We now know that there was intelligence.  Lots of it -- not only in the weeks leading up to the coordinated ambush, but in the hours before it unfolded.  That intelligence was bolstered throughout the seven-hour ordeal, during which people "at the most senior level" of the administration denied multiple desperate pleas for back-up for reasons that remain an infuriating mystery.  The president still isn't answering questions on this front, seeking political refuge in a haze of "ongoing investigation" obfuscation.  It seems the Las Vegas Review-Journal's scathing assessment of our current Commander-in-Chief is very much on target.  Parting thought: Are the CIA and State Department "going to war" over this?

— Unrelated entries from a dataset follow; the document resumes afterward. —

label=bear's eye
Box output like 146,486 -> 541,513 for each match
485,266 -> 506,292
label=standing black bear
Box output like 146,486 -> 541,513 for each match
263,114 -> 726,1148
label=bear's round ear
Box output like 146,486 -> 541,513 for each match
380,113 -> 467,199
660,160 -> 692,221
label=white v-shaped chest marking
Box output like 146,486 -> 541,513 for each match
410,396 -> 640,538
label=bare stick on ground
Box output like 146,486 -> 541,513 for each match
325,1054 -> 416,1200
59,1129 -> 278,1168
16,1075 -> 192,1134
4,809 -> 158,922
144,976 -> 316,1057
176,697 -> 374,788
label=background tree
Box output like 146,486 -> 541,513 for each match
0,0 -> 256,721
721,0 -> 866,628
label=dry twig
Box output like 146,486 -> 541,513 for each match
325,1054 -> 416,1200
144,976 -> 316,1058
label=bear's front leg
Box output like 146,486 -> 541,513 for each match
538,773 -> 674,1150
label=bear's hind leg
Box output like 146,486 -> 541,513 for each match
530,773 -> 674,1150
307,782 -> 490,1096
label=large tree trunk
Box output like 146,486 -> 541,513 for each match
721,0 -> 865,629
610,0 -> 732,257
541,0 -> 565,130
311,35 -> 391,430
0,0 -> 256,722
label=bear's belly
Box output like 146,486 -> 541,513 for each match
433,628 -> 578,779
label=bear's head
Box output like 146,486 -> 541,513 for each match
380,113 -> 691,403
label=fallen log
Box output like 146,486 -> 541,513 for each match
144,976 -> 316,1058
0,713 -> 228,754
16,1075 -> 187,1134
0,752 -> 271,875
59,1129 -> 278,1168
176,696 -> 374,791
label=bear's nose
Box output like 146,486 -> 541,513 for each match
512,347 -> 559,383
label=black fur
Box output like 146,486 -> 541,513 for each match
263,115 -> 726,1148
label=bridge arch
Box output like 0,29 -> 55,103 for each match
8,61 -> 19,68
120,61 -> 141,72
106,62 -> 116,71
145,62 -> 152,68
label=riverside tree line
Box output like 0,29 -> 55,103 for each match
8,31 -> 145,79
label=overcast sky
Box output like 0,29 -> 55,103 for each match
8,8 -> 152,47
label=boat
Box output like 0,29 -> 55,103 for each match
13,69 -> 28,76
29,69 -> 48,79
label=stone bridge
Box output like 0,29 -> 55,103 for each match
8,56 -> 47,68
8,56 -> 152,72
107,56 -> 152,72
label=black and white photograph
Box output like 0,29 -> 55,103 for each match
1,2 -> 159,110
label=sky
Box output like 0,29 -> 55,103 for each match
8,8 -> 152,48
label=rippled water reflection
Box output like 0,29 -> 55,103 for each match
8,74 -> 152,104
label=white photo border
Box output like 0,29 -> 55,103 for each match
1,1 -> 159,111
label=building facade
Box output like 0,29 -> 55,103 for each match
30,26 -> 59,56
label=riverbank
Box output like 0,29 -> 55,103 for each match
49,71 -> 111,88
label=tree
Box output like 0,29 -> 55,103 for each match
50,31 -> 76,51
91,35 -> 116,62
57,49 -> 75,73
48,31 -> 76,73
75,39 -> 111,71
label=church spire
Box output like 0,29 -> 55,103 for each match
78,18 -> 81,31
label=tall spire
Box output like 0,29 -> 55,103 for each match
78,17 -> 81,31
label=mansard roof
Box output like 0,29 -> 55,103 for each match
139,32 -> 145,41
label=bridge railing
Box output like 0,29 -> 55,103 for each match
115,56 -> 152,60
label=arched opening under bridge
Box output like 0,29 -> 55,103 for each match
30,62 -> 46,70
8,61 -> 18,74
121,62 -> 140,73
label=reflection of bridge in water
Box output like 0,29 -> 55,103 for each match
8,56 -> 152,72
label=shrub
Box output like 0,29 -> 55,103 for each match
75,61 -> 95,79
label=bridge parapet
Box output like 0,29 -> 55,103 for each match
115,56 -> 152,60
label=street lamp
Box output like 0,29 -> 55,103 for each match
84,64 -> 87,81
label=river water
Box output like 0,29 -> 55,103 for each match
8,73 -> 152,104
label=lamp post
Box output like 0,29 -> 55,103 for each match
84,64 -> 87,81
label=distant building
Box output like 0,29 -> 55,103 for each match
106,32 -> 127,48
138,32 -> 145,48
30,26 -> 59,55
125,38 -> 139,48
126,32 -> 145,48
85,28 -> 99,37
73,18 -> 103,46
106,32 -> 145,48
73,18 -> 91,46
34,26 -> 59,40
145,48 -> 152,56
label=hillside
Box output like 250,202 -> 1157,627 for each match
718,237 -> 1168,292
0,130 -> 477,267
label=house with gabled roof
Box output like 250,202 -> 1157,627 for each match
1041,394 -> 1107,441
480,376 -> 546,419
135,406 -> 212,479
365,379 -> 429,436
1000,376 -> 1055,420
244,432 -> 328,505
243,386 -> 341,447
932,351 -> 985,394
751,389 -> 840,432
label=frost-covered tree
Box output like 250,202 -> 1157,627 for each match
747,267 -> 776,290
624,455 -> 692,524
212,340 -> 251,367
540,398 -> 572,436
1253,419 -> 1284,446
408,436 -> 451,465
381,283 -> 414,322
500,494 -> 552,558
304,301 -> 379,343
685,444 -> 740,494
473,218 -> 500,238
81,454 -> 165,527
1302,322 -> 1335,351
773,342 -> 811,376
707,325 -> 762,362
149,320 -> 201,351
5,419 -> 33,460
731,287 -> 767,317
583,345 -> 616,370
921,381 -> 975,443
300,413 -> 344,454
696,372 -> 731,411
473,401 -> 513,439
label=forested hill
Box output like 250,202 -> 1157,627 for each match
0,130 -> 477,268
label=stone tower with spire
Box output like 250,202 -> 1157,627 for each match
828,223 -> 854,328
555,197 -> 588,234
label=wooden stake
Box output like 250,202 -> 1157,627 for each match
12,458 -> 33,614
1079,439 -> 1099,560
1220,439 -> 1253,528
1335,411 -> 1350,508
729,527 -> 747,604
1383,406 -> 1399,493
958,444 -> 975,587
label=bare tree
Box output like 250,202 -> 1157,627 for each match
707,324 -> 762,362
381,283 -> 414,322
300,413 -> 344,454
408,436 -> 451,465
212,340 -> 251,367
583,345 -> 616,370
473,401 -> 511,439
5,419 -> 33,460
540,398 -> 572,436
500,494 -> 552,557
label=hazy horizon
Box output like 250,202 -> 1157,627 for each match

UPDATE - Fox News' panel of Kirsten Powers (a Democrat) and Judith Miller (a Pulitzer Prize winner, formerly of the New York Times) just lambasted the media for deliberately ignoring this enormous story to protect their preferred candidate through the election.  Some reporters like Eli Lake, Sharyl Atkisson, Jake Tapper and others are doing excellent work on this, but it is strangely not breaking through into major coverage -- with the exception of Fox, which has treated this seriously.  By comparison, Jonah Goldberg recalls the mad feeding frenzy over George W. Bush's decades-old DUI revelation in the closing days of the 2000 campaign.  It's not a secret what's going on here:




Again, these are not conservative partisans predictably ripping the "lamestream media."  This is a Democratic strategist and a long-time MSMer being honest about what is playing out before their eyes, plain as day.